– Lire l’extrait précédent de l’oeuvre –
[9] Toutefois il y a longtemps que j’ai dans mon esprit une certaine opinion, qu’il y a un Dieu qui peut tout, et par qui j’ai été créé et produit tel que je suis. Or qui me peut avoir assuré que ce Dieu n’ait point fait qu’il n’y ait aucune terre, aucun ciel, aucun corps étendu, aucune figure, aucune grandeur, aucun lieu, et que néanmoins j’aie les sentiments de toutes ces choses, et que tout cela ne me semble point exister autrement que je le vois? Et même, comme je juge quelquefois que les autres se méprennent, même dans les choses qu’ils pensent savoir avec le plus de certitude, il se peut faire qu’il ait voulu que je me trompe toutes les fois que je fais l’addition de deux et de trois, ou que je nombre les côtés d’un carré, ou que je juge de quelque chose encore plus facile, si l’on se peut imaginer rien de plus facile que cela. Mais peut-être que Dieu n’a pas voulu que je fusse déçu de la sorte, car il est dit souverainement bon. Toutefois, si cela répugnait à sa bonté, de m’avoir fait tel que je me trompasse toujours, cela semblerait aussi lui être aucunement contraire, de permettre que je me trompe quelquefois, et néanmoins je ne puis douter qu’il ne le permette.
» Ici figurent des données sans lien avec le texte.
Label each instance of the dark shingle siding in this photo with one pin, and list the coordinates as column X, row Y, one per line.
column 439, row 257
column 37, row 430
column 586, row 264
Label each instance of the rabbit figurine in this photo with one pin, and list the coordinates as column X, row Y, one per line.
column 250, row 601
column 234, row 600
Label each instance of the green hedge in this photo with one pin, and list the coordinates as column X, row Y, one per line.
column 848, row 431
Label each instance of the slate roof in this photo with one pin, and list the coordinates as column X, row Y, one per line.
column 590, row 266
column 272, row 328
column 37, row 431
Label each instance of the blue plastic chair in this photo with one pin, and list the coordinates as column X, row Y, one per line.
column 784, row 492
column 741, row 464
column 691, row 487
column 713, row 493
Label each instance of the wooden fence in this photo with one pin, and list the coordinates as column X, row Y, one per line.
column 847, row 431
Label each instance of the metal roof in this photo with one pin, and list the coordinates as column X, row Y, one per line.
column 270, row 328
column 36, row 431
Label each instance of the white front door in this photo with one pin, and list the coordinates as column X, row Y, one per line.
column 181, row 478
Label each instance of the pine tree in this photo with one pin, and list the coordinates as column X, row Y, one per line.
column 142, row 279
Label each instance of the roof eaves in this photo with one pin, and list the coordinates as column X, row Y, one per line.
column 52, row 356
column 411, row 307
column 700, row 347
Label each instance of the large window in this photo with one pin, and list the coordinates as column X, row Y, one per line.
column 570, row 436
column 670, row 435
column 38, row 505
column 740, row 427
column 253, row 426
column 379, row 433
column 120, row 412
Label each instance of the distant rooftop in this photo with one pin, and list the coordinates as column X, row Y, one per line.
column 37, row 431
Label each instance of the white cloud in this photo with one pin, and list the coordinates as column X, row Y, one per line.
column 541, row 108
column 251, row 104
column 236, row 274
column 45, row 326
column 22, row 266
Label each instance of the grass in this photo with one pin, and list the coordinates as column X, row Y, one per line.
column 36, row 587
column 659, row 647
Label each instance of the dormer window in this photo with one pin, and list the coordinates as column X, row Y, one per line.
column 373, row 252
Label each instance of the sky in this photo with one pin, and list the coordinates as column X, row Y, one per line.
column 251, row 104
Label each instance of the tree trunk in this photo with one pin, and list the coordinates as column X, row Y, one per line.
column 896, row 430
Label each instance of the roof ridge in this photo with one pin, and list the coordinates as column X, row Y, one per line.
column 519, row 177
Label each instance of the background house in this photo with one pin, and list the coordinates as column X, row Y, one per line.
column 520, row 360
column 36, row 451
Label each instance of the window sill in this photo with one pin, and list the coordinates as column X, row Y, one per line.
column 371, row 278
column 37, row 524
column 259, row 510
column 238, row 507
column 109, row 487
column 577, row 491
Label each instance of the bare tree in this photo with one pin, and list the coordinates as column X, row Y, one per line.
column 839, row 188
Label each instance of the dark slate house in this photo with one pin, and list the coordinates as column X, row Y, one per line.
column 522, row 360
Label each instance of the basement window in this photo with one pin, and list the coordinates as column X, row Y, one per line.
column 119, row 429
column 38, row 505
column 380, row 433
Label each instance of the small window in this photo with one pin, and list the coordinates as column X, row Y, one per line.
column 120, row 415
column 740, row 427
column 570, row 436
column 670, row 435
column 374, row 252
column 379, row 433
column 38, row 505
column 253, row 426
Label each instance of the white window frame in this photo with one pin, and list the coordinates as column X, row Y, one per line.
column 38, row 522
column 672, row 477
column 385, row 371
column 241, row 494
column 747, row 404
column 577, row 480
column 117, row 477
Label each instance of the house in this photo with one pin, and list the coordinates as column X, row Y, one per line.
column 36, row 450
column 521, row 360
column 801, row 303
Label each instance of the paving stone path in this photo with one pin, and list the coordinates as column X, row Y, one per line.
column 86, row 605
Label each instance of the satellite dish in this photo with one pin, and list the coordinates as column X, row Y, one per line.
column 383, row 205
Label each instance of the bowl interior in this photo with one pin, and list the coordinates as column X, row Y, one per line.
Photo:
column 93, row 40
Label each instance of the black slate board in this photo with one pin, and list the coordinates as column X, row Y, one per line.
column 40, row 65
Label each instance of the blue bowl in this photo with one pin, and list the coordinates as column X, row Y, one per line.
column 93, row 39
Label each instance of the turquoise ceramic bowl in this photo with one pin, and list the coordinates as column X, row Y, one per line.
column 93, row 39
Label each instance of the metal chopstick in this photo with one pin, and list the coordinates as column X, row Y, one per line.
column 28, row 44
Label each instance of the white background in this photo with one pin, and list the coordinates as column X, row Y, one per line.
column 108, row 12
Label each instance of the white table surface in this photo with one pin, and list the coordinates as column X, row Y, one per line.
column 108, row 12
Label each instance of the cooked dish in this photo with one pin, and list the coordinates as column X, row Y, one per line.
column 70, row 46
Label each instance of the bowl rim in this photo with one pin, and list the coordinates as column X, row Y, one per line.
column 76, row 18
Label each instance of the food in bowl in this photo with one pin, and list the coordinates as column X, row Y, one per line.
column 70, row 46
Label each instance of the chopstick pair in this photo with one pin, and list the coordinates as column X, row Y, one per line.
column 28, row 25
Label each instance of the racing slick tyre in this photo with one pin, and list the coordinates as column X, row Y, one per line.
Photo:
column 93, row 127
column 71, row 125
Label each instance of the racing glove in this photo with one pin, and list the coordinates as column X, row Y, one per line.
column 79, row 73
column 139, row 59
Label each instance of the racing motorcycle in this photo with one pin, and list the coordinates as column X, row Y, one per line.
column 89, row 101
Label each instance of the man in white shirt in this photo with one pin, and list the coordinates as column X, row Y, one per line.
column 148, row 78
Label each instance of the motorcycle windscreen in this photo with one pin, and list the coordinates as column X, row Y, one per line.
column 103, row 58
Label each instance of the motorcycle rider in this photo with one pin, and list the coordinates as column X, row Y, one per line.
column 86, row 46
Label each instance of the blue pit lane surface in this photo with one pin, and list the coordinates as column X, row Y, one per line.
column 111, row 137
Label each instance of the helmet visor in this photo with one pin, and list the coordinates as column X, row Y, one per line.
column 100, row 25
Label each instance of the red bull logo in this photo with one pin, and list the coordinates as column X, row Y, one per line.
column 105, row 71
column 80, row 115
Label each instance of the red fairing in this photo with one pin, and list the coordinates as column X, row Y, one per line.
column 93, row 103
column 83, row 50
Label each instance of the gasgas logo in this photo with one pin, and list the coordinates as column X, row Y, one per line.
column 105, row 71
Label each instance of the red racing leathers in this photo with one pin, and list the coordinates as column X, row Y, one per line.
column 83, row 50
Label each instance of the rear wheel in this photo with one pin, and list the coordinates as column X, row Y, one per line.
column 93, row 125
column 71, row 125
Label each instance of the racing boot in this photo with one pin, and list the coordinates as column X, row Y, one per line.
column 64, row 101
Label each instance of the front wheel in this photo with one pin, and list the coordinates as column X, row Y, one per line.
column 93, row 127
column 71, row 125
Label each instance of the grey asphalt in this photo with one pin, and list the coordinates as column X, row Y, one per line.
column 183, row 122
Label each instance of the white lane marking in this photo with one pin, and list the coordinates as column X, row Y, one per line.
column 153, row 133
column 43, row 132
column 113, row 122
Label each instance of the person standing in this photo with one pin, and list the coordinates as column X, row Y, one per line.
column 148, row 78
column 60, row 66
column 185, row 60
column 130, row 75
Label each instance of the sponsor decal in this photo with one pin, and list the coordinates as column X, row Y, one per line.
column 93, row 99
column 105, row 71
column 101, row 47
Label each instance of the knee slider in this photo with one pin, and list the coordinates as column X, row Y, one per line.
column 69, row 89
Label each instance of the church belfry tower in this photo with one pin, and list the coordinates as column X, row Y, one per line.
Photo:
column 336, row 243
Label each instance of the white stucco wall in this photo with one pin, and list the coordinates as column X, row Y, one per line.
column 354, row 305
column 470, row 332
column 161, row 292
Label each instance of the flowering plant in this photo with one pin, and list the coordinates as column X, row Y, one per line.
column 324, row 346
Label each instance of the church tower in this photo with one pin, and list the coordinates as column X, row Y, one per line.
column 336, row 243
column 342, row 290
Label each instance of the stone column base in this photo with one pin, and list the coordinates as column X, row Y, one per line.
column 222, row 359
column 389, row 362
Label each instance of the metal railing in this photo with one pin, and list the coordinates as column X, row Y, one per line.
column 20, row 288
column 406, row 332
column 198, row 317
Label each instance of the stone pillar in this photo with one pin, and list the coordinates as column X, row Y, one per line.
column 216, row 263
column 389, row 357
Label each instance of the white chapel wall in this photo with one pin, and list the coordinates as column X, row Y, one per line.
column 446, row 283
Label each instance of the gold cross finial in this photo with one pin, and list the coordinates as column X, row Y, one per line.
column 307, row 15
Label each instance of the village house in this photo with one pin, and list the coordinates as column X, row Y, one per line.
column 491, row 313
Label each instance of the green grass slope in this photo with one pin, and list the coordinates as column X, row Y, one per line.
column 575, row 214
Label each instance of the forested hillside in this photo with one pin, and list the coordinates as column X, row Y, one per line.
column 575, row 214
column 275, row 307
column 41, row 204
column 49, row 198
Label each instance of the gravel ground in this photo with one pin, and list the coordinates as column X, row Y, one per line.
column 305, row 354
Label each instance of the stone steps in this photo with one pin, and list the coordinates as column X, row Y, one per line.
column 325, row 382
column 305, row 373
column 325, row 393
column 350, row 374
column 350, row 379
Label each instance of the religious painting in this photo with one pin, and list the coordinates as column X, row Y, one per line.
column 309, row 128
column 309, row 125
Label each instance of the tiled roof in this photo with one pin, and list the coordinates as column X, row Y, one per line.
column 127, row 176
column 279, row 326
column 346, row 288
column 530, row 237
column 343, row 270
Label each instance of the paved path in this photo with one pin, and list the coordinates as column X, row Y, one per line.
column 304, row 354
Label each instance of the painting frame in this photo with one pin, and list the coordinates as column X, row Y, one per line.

[10] Il y aura peut-être ici des personnes qui aimeront mieux nier l’existence d’un Dieu si puissant, que de croire que toutes les autres choses sont incertaines. Mais ne leur résistons pas pour le présent, et supposons, en leur faveur, que tout ce qui est dit ici d’un Dieu soit une fable. Toutefois, de quelque façon qu’ils supposent que je sois parvenu à l’état et à l’être que je possède, soit qu’ils l’attribuent à quelque destin ou fatalité, soit qu’ils le réfèrent au hasard, soit qu’ils veuillent que ce soit par une continuelle suite et liaison des choses, il est certain que, puisque faillir et se tromper est une espèce d’imperfection, d’autant moins puissant sera l’auteur qu’ils attribueront à mon origine, d’autant plus sera-t-il probable que je suis tellement imparfait que je me trompe toujours. Auxquelles raisons je n’ai certes rien à répondre, mais je suis contraint d’avouer que, de toutes les opinions que j’avais autrefois reçues en ma créance pour véritables, il n’y en a pas une de laquelle je ne puisse maintenant douter, non par aucune inconsidération ou légèreté, mais pour des raisons très fortes et mûrement considérées : de sorte qu’il est nécessaire que j’arrête et suspende désormais mon jugement sur ces pensées et que je ne leur donne pas plus de créance, que je ferais à des choses qui me paraîtraient évidemment fausses, si je désire trouver quelque chose de constant et d’assuré dans les sciences. (…)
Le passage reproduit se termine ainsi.